New chief for Ngai Tahu Holdings Corp

NEW ROLE: Mike Sang is the new chief executive of Ngai Tahu Holdings Corp.
NEW ROLE: Mike Sang is the new chief executive of Ngai Tahu Holdings Corp.

The commercial arm of South Island iwi Ngai Tahu has appointed Mike Sang as chief executive.

Sang, who has worked in a variety of corporate roles previously, will start in the new chief executive role with Ngai Tahu Holdings Corp in the new year.

Sang takes over from Greg Campbell, who has taken on a role with fertiliser producer Ravensdown.

More recently Sang was an interim chief executive with the iwi, known as Te Runanga o Ngai Tahu (Tront).

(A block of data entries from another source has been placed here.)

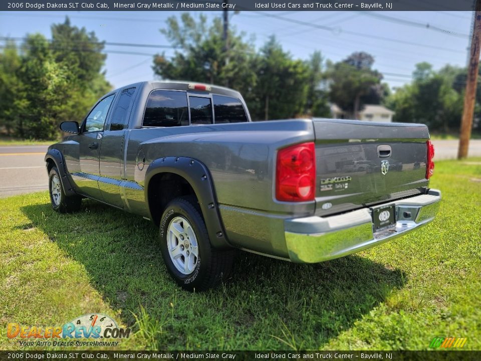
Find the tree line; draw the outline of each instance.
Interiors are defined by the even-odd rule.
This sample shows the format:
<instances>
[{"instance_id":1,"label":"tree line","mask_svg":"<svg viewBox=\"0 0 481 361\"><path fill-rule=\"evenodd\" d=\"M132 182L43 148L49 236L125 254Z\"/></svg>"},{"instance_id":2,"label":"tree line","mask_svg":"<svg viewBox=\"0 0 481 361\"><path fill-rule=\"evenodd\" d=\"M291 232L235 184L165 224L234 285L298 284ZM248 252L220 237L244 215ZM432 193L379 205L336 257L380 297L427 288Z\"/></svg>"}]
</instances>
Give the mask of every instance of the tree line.
<instances>
[{"instance_id":1,"label":"tree line","mask_svg":"<svg viewBox=\"0 0 481 361\"><path fill-rule=\"evenodd\" d=\"M20 49L7 41L0 53L0 130L21 138L52 139L64 120L80 121L111 89L101 70L106 56L93 32L71 25L68 18L51 27L52 40L28 35ZM394 120L427 124L432 131L459 128L466 69L446 65L435 71L417 64L412 81L390 91L374 68L374 57L355 52L333 62L320 52L295 59L272 36L260 49L246 34L222 23L210 23L184 13L167 19L161 32L174 49L173 56L155 55L152 69L160 79L205 82L239 91L253 120L331 116L336 104L356 118L366 104L395 112ZM141 81L143 79L139 79ZM481 112L477 92L475 118ZM478 124L475 121L474 126Z\"/></svg>"},{"instance_id":2,"label":"tree line","mask_svg":"<svg viewBox=\"0 0 481 361\"><path fill-rule=\"evenodd\" d=\"M52 139L65 120L81 120L112 88L101 71L106 55L93 32L67 18L49 41L30 34L20 49L7 40L0 53L0 127L9 135Z\"/></svg>"}]
</instances>

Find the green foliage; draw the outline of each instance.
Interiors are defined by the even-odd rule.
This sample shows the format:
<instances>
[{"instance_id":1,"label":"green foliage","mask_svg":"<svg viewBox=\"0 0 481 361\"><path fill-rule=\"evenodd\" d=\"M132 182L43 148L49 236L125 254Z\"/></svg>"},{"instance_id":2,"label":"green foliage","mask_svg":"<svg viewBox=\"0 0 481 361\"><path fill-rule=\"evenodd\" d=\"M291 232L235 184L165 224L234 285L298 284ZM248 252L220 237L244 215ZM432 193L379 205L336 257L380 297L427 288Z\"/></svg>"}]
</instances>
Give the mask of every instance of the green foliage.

Ngai Tahu Holdings Corp chair Trevor Burt announced Sang had agreed to take up the chief executive role.

''Mike recently completed an 18-month contract as chief executive of Te Runanga o Ngai Tahu and fortunately for us, we have managed to attract him to NTHC where he will bring his commercial acumen to the business side of the organisation,'' Burt said.

''This is a terrific outcome as Mike has all the knowledge of how the tribe operates plus extensive experience as one of New Zealand's top chief financial officers.''

Sang had recently been steering Te Runanga o Ngai Tahu through a period of post-earthquake change and strategic review.

Prior to Te Runanga, he was chief financial officer of NZX-listed PGG Wrightson, during a time of significant structural change for that company.

Other senior positions held by Sang include roles in Airways New Zealand and Enerco NZ.

Burt said Sang had been a stabilising influence in organisations undergoing complex mergers and integration.

''He is able to see things both pragmatically and strategically and has already proven himself to Ngai Tahu, as someone committed to the long-term tribal vision and investment strategy.''

For Ngai Tahu Holdings Corp, Sang's role would be to expand the commercial asset base of the iwi in a manner consistent with the tribe's investment policy framework. This framework balanced risk with opportunity and provided for the long-term wellbeing of Ngai Tahu whanui.